Abstract
Objectives
To determine whether staged percutaneous coronary intervention (PCI) within the same hospitalization as primary PCI is safe.
Background
In ST-segment elevation myocardial infarction (STEMI) patients with multivessel disease undergoing primary PCI, staged non-culprit vessel PCI at a separate session is recommended.
Methods
We conducted a retrospective analysis of 282 consecutive STEMI patients with multivessel disease who underwent primary PCI followed by staged PCI of the non-culprit vessel. Patients were categorized into staged PCI in the same hospitalization (n = 184) and staged PCI at a separate hospitalization within 8 weeks of primary PCI (n = 98).
Results
Baseline characteristics, presentation of STEMI, and procedural characteristics were similar in both groups. Contrast amount was higher in the separate hospitalization group for both index (175 vs. 153 ml, p = 0.011) and staged (144 vs. 120 ml, p = 0.004) procedures. More staged left main PCI was performed in the separate hospitalization group (3.9 vs. 0.3%, p = 0.008). Angiographic success of staged PCI was similar in both groups, with similar rates of vascular complications and major bleeding. Following staged PCI, in-hospital major adverse cardiac events (3.3 vs. 1.0%, p = 0.43) and mortality (2.7 vs. 0%, p = 0.17) were similar in both groups.
Conclusions
Our study supports the safety and feasibility of staged PCI within the same hospitalization as primary PCI, achieving similar procedural success and in-hospital outcomes as staged PCI at a separate hospitalization. Higher contrast amount used during primary PCI and presence of left main lesion in non-culprit vessels may influence the decision to stage the PCI at a separate hospitalization.
1
Introduction
Primary percutaneous coronary intervention (PCI) is the treatment of choice in ST-segment elevation myocardial infarction (STEMI) . A significant percentage of patients presenting with STEMI have underlying multivessel coronary artery disease; these patients have worse clinical outcomes as compared to those with single-vessel disease . Various treatment strategies for non-culprit vessels have generated considerable interest and controversy. These include medical therapy, multivessel revascularization at the time of primary PCI, and staged PCI. Current guidelines recommend against performing PCI for the non-culprit vessels at the time of primary PCI unless there is hemodynamic instability . Staging the PCI for non-culprit vessels was associated with better short- and long-term outcomes compared to performing a one-time multivessel primary PCI . It is uncertain if staged PCI soon after the primary PCI is safe. We aimed to compare the safety and feasibility of performing staged PCI in the same hospitalization after primary PCI to performing staged PCI at a separate, later hospitalization.
2
Methods
Clinical, procedural, and follow-up data were retrospectively analyzed from a contemporary PCI registry of patients presenting with STEMI and undergoing primary PCI at a single center. Diagnosis of STEMI was based on the occurrence of chest pain lasting ≥ 30 minutes accompanied by ST-segment elevation ≥ 1 mm in ≥ 2 contiguous leads on a 12-lead electrocardiogram. Consecutive patients who fulfilled the criteria of multivessel disease (the presence of ≥ 1 lesion of angiographic ≥ 70% stenosis in another non-culprit vessel supplying a different territory) on presentation with a further staged elective non-culprit vessel PCI within 8 weeks of the primary PCI at a separate procedure were included ( Fig. 1 ). Patients who had one-time multivessel primary PCI, those with non-culprit vessels managed medically and those with staged PCI performed ≥ 8 weeks from the index PCI were excluded. The study population was divided into two groups: Staged PCI performed in the same hospitalization and staged PCI performed at a separate hospitalization (within 8 weeks of the index PCI).

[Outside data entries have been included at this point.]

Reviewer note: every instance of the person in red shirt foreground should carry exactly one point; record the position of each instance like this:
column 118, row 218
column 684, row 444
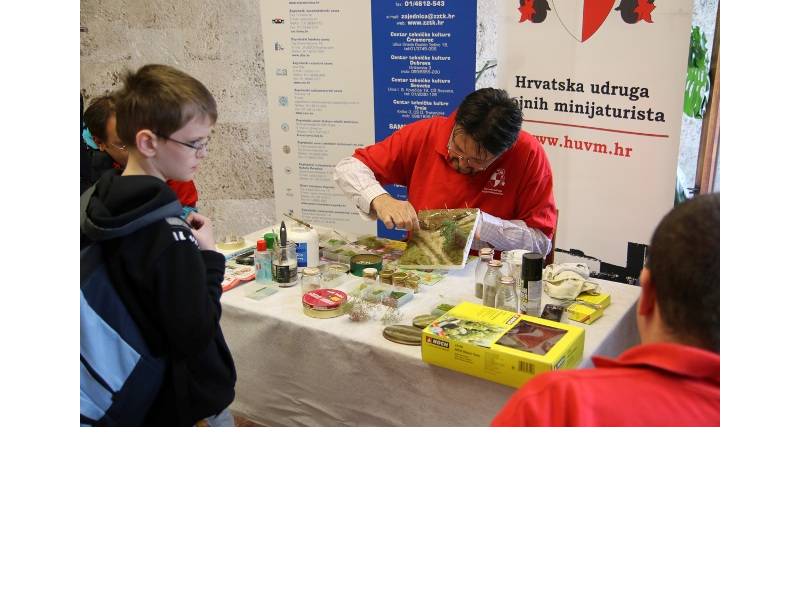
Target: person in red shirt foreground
column 672, row 378
column 477, row 157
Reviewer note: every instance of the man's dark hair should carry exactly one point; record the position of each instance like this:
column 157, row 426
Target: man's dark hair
column 684, row 266
column 162, row 99
column 491, row 118
column 98, row 114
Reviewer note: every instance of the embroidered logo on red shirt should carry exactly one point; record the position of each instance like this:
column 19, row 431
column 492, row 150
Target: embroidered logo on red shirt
column 495, row 183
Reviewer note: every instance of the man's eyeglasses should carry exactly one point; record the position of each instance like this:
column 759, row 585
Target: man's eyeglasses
column 478, row 165
column 196, row 146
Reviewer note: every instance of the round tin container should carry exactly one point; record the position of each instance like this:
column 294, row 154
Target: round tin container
column 324, row 303
column 362, row 261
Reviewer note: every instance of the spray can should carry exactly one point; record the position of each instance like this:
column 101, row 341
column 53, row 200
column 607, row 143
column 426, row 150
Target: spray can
column 530, row 301
column 307, row 245
column 284, row 261
column 263, row 262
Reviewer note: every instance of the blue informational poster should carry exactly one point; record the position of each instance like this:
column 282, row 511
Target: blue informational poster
column 423, row 65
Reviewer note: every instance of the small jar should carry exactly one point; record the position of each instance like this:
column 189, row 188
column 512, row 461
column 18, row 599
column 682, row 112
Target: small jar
column 386, row 276
column 311, row 279
column 506, row 297
column 332, row 272
column 400, row 279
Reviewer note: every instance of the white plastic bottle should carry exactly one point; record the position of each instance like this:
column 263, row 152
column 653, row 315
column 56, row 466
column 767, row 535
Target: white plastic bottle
column 307, row 243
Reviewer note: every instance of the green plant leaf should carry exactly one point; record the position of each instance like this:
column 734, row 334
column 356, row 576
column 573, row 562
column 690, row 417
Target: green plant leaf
column 698, row 83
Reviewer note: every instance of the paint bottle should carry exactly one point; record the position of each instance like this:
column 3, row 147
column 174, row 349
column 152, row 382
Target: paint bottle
column 490, row 282
column 307, row 245
column 311, row 279
column 480, row 270
column 530, row 300
column 263, row 262
column 284, row 261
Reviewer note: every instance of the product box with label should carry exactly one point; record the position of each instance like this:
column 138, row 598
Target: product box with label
column 583, row 313
column 598, row 300
column 501, row 346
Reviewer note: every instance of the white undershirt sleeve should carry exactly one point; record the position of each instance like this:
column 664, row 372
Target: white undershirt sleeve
column 511, row 235
column 358, row 183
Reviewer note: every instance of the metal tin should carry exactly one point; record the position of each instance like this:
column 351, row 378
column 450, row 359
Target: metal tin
column 362, row 261
column 324, row 303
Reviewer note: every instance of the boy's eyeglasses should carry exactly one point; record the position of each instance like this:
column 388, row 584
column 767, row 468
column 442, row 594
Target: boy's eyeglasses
column 196, row 146
column 478, row 165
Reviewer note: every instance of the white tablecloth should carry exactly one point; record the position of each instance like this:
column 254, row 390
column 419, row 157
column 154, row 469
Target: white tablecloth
column 297, row 370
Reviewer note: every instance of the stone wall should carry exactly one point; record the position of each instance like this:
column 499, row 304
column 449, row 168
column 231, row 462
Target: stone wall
column 219, row 43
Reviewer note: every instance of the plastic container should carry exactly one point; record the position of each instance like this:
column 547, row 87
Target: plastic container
column 262, row 259
column 490, row 282
column 480, row 270
column 307, row 245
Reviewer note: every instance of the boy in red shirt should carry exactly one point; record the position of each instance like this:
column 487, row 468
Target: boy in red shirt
column 672, row 378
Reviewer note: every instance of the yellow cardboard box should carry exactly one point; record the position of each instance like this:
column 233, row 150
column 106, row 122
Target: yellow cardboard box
column 501, row 346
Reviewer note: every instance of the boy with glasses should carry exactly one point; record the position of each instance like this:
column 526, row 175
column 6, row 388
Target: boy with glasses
column 478, row 157
column 168, row 274
column 110, row 153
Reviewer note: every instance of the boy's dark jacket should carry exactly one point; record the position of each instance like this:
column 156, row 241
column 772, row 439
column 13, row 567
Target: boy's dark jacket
column 172, row 289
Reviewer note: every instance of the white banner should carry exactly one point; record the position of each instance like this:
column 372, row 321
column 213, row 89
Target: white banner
column 318, row 57
column 601, row 85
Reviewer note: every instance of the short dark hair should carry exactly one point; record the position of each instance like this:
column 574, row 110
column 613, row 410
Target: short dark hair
column 162, row 99
column 491, row 118
column 684, row 266
column 97, row 115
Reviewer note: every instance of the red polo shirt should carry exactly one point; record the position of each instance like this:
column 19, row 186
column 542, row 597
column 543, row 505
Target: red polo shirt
column 185, row 190
column 652, row 385
column 518, row 185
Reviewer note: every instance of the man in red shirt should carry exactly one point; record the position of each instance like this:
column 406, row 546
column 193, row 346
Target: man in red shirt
column 672, row 378
column 476, row 158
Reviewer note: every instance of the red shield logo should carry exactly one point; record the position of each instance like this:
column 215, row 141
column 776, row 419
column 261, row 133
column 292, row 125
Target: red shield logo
column 582, row 18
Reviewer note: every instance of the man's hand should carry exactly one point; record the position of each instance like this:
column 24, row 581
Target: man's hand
column 202, row 230
column 395, row 213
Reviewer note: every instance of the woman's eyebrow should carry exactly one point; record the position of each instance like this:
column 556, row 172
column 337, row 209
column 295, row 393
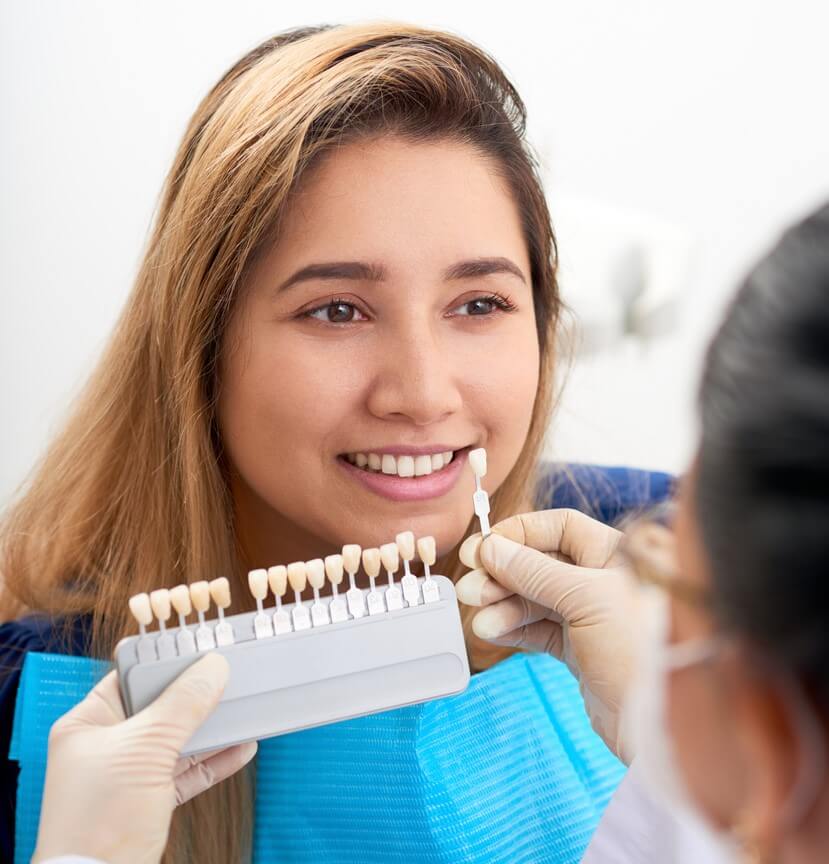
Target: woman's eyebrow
column 367, row 272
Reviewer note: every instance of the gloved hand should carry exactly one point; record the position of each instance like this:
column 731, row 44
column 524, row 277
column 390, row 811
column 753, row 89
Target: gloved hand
column 555, row 581
column 112, row 783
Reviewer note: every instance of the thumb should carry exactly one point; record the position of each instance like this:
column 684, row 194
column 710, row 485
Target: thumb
column 188, row 701
column 530, row 573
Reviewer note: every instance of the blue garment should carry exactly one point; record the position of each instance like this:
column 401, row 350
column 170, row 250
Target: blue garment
column 606, row 493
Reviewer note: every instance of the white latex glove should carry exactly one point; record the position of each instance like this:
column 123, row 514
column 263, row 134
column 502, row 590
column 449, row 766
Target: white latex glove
column 112, row 783
column 554, row 581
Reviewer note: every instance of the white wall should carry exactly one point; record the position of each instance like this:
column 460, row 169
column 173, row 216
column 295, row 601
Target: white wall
column 706, row 118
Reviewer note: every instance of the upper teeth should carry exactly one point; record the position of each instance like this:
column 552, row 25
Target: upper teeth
column 403, row 466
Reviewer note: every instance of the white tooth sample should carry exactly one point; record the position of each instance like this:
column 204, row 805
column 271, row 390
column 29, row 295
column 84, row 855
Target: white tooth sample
column 143, row 613
column 334, row 569
column 390, row 556
column 220, row 592
column 354, row 596
column 180, row 598
column 423, row 465
column 278, row 582
column 351, row 560
column 480, row 500
column 141, row 610
column 405, row 545
column 316, row 573
column 427, row 552
column 372, row 564
column 411, row 590
column 162, row 609
column 405, row 466
column 161, row 606
column 298, row 579
column 200, row 597
column 477, row 461
column 338, row 607
column 316, row 578
column 258, row 584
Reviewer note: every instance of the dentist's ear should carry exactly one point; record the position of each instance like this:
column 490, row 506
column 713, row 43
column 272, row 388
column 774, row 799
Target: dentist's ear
column 785, row 750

PCI was performed according to guidelines current at the time of the procedure. All patients received aspirin 325 mg and clopidogrel 300–600 mg prior to the procedure. Anticoagulation regimens were chosen at the operator’s discretion and included unfractionated heparin to achieve targeted activated clotting times, with or without a glycoprotein IIb/IIIa receptor inhibitor, or bivalirudin 0.75 mg/kg followed by an infusion of 1.75 mg/kg/hr for the duration of the procedure. Device utilization, such as aspiration thrombectomy and stent choice, was also at the operator’s discretion. Following the procedure, aspirin was prescribed indefinitely and clopidogrel was prescribed for ≥ 1 month in patients who received bare metal stents, and for 6 months in patients receiving drug-eluting stents. The decision and timing for performing staged non-culprit vessel PCI were also left to the discretion of the operator and/or managing physician.
The institutional review boards of MedStar Washington Hospital Center and the MedStar Health Research Institute (Washington, DC, USA) approved this study. A dedicated data coordinating center performed all data management and analyses. Pre-specified clinical and laboratory data during hospitalization periods were obtained from hospital charts reviewed by independent research personnel blinded to the objectives of the study. Primary source documents for all events were obtained and adjudicated by physicians not involved in the procedures and who were unaware of the study objectives. Procedural and in-hospital complications were analyzed for the index hospitalization for primary PCI and the staged PCI hospitalization. The end points of the study were in-hospital major adverse cardiac events (MACE): A composite of all-cause mortality, Q-wave myocardial infarction, urgent in-hospital coronary artery bypass grafting, and urgent repeat PCI after the staged PCI procedure. Other procedural and in-hospital complications, such as acute renal failure, major bleeding, vascular complications, and in-hospital stroke were also evaluated.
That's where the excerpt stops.